After the Romanian Revolution of 1989, Berceanu entered politics. He was Dolj County’s vice president of the Council of the National Salvation Front in December 1989-January 1990. From February to May 1990, he was president of his county's Provisional Council of National Unity and belonged to the main council in Bucharest. From its founding in February 1990 to his resignation in 2012 to make way for younger leadership, he headed the Dolj County PD-L chapter and that of its predecessor, the Democratic Party (PD), of which he was a founding member. In 2005, he militated in favor of preserving the PD’s social-democratic orientation, losing out to a Christian Democratic faction. In the May 1990 election, he won a seat in the chamber. He did so again in 1992, 1996 and 2000. While there, he served as the body's vice president at various times between 1992 and 2004. From his election in 2004 to April 2008, he sat in the Senate and was vice president there as well. He then resigned to run in the June local election for president of the Dolj County Council and while gaining a seat as a county councillor was defeated on a 42–33.8 margin by a Social Democratic candidate. At the November 2008 parliamentary election, Berceanu regained his Senate seat and was named transport minister the following month. From October 2009, when the Social Democrats left the cabinet because of a political crisis, to that December, when a new cabinet was approved, he was also the acting agriculture minister.

After re-assuming ministerial office in 2008, Berceanu announced motorway construction as his priority (despite serious budget cuts brought about by the 2008 financial crisis), although acknowledging the poor state of national roads and the state railway Căile Ferate Române (CFR), as well as the need to focus on airports (such as the Braşov Airport currently under construction). He vowed to complete the A2 motorway by 2011 (notwithstanding a 2006 promise to complete it by summer 2008), and a Bucharest-Braşov motorway as well as a Bucharest-Calafat one (ending at the Calafat-Vidin Bridge) by 2014. This emphasis meant plans for twelve express roads had to be scrapped. Also planned by him is an hourly train from Gara de Nord to Otopeni, with a bus transfer to the nearby airport. He has been a strong critic of his predecessor Ludovic Orban, whom he accused of spending substantial amounts of money on studies for express roads, "not one metre" of which was built under Orban (and which, as a motorway advocate, he derided as being outdated). He has announced plans for major restructuring at the CFR, including a potential 12,000 layoffs, for which he again blamed the previous government. Orban fired back, labelling the 2009 transport budget a "cruel mockery" from an infrastructure development standpoint, accusing Berceanu of blocking the Calafat-Vidin project and of "not lifting a finger" on the Craiova-Piteşti express road, and stating his "personal feeling" that Berceanu's days as minister were numbered. He was dismissed a year and a half later, following a cabinet reshuffle. In April 2012, Berceanu announced his decision to retire from politics, and he did not run at the December election.

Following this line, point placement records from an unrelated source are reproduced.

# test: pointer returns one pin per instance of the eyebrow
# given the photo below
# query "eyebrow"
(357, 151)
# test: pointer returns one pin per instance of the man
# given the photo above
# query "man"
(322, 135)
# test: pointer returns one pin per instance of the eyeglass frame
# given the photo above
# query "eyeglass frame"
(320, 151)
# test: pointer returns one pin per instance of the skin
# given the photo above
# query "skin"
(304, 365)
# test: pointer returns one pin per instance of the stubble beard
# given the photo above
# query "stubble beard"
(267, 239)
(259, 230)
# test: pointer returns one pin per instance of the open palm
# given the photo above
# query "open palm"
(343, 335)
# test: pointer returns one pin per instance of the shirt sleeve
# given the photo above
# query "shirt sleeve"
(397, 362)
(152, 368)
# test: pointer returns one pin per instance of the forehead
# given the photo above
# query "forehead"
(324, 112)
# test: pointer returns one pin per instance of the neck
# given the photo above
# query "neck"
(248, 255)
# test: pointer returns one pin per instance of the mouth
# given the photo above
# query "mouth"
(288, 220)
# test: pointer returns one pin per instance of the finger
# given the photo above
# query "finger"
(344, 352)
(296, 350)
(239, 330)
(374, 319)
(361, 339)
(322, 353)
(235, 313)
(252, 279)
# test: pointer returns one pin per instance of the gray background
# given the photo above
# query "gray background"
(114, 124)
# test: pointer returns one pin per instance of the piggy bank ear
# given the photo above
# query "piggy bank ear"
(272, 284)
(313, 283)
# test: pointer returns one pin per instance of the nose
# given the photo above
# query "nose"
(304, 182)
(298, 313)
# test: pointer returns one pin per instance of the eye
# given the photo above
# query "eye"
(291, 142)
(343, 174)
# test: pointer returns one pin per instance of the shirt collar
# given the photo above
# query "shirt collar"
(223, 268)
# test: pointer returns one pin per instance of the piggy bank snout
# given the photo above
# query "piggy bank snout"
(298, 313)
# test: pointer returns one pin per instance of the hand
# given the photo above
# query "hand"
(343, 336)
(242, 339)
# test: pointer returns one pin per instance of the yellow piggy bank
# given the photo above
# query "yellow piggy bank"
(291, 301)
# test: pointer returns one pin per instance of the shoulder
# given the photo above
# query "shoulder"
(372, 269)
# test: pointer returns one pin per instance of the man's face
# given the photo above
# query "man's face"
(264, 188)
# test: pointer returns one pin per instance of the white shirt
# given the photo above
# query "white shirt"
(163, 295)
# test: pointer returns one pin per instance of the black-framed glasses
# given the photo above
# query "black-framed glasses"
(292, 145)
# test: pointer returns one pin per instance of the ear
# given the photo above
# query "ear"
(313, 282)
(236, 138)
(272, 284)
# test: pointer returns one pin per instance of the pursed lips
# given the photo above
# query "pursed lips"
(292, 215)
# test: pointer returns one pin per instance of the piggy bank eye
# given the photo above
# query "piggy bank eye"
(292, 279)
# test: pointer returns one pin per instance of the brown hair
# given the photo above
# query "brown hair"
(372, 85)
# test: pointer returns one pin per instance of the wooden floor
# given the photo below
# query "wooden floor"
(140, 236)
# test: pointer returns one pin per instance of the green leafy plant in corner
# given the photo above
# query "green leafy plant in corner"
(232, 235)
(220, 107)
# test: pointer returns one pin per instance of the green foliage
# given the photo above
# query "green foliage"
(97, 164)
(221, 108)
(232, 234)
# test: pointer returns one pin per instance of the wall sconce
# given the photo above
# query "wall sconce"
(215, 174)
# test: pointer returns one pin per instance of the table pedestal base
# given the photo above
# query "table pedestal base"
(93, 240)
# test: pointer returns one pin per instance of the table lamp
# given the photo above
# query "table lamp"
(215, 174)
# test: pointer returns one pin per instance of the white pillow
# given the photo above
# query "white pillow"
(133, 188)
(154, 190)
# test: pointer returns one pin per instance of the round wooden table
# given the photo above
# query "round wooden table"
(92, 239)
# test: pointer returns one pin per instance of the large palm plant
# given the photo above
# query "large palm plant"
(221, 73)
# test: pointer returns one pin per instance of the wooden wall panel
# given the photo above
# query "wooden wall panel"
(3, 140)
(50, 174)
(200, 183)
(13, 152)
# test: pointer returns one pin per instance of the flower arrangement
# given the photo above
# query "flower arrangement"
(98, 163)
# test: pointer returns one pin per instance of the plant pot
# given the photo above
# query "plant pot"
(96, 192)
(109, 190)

Berceanu's wealth has drawn attention: in 2008, his declared assets included bank accounts worth over €800,000, three apartments (including one in Spain), a Toyota RAV4 and a Mercedes-Benz W220. In 2006, he made public his 300-page Securitate file, revealing that the communist secret police agency had harassed and threatened him and his wife in the autumn of 1989 for allegedly intending to flee the country using a hang glider he had built. He noted having given "about two ink cartridges' worth of declarations", that he was almost excluded from the Romanian Communist Party in 1981, and that, despite being the first party member in his family, he was known for his anti-regime position and never informed on his colleagues.

In 2000, French President Jacques Chirac conferred the rank of Chevalier of the Ordre national du Mérite upon Berceanu. Within his party, he has been secretary, vice president for organisational affairs, and vice president. He has also served as a delegate from the Romanian Parliament to the Council of Europe (1996–1998, 2000–2006, 2007–2008).